Greedy decoding gives you that guarantee (determinism). But I think you'll find it to be unhelpful. The output will still be wrong the same % of the time (slightly more, in fact) in equally inexplicable ways. What you don't like is the black box unverifiable aspect, which is independent of determinism.


Replies

layer8yesterday at 12:38 PM

What people don’t like is that the input-output relation of LLMs is difficult, if not impossible, to reason about. While determinism isn’t the only factor here (you can have a fully deterministic system that is still unpredictable in practical terms), it is still a factor.

willjyesterday at 2:28 PM

If you’re using a model from a provider (not one that you’re hosting locally), greedy decoding via temperature = 0 does not guarantee determinism. A temperature of 0 doesn’t result in the same responses every time, in part due to floating-point precision and in part to to lack of batch invariance [1]

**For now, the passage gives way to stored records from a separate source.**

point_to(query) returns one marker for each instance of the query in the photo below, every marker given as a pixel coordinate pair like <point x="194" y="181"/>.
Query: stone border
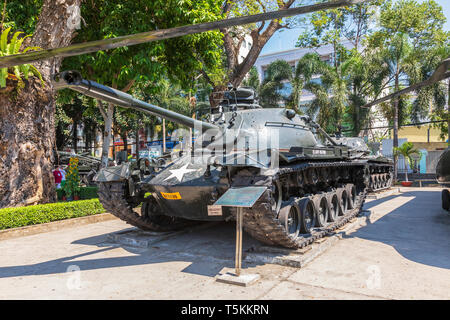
<point x="54" y="226"/>
<point x="301" y="257"/>
<point x="383" y="193"/>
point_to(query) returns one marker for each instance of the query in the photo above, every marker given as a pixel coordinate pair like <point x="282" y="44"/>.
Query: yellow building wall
<point x="419" y="137"/>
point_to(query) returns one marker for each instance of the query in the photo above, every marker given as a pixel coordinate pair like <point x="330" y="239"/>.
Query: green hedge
<point x="88" y="193"/>
<point x="85" y="193"/>
<point x="25" y="216"/>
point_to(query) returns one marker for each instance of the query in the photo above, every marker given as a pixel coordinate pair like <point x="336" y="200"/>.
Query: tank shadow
<point x="418" y="229"/>
<point x="208" y="251"/>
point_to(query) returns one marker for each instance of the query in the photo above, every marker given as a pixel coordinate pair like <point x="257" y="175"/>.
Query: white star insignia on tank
<point x="179" y="173"/>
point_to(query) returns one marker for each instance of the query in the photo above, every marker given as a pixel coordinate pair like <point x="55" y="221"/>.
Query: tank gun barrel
<point x="74" y="81"/>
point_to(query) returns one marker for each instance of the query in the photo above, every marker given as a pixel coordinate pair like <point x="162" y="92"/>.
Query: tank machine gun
<point x="313" y="183"/>
<point x="443" y="166"/>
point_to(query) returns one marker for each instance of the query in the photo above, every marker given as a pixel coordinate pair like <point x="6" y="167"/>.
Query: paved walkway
<point x="403" y="253"/>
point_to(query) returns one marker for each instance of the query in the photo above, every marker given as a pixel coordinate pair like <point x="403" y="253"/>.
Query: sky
<point x="286" y="39"/>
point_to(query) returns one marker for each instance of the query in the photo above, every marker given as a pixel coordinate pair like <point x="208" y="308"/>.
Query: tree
<point x="27" y="134"/>
<point x="407" y="150"/>
<point x="406" y="28"/>
<point x="344" y="84"/>
<point x="270" y="91"/>
<point x="234" y="37"/>
<point x="178" y="59"/>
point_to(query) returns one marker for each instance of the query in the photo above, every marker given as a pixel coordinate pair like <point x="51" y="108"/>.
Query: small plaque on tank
<point x="214" y="210"/>
<point x="171" y="196"/>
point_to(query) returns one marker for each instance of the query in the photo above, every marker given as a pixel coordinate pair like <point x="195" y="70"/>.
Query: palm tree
<point x="407" y="150"/>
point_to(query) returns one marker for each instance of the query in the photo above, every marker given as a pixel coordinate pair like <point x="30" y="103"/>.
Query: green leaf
<point x="3" y="76"/>
<point x="4" y="40"/>
<point x="12" y="47"/>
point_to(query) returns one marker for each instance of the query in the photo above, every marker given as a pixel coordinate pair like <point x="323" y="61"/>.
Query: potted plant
<point x="71" y="185"/>
<point x="407" y="150"/>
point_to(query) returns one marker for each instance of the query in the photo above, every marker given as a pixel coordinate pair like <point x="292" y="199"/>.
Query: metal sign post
<point x="239" y="217"/>
<point x="240" y="198"/>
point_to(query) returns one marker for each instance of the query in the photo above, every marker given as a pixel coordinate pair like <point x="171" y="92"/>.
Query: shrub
<point x="42" y="213"/>
<point x="88" y="192"/>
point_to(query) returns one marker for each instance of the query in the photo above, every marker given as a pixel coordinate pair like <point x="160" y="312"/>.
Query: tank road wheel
<point x="300" y="179"/>
<point x="351" y="196"/>
<point x="307" y="215"/>
<point x="325" y="175"/>
<point x="445" y="199"/>
<point x="290" y="218"/>
<point x="343" y="201"/>
<point x="312" y="176"/>
<point x="113" y="197"/>
<point x="322" y="211"/>
<point x="333" y="204"/>
<point x="276" y="196"/>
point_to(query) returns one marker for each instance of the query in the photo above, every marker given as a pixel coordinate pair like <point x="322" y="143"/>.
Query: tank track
<point x="112" y="196"/>
<point x="261" y="221"/>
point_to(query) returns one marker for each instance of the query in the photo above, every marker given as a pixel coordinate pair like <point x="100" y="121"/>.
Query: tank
<point x="315" y="183"/>
<point x="443" y="177"/>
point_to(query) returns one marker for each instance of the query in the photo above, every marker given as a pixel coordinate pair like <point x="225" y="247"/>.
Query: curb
<point x="54" y="226"/>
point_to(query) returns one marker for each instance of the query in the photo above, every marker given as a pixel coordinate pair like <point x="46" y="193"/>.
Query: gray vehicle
<point x="314" y="183"/>
<point x="88" y="166"/>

[1] https://thinkingmachines.ai/blog/defeating-nondeterminism-in...

trklausssyesterday at 1:55 PM

The question is: if we keep the same context and model, and the same LLM configuration (quantization etc.), does it provide the same output at same prompt?

If the answer is no, then we cannot be sure to use it as a high-level language. The whole purpose of a language is providing useful, concise constructs to avoid something not being specified (undefined behavior).

If we can't guarantee that the behavior of the language is going to be the same, it is no better than prompting someone some requirements and not checking what they are doing until the date of delivery.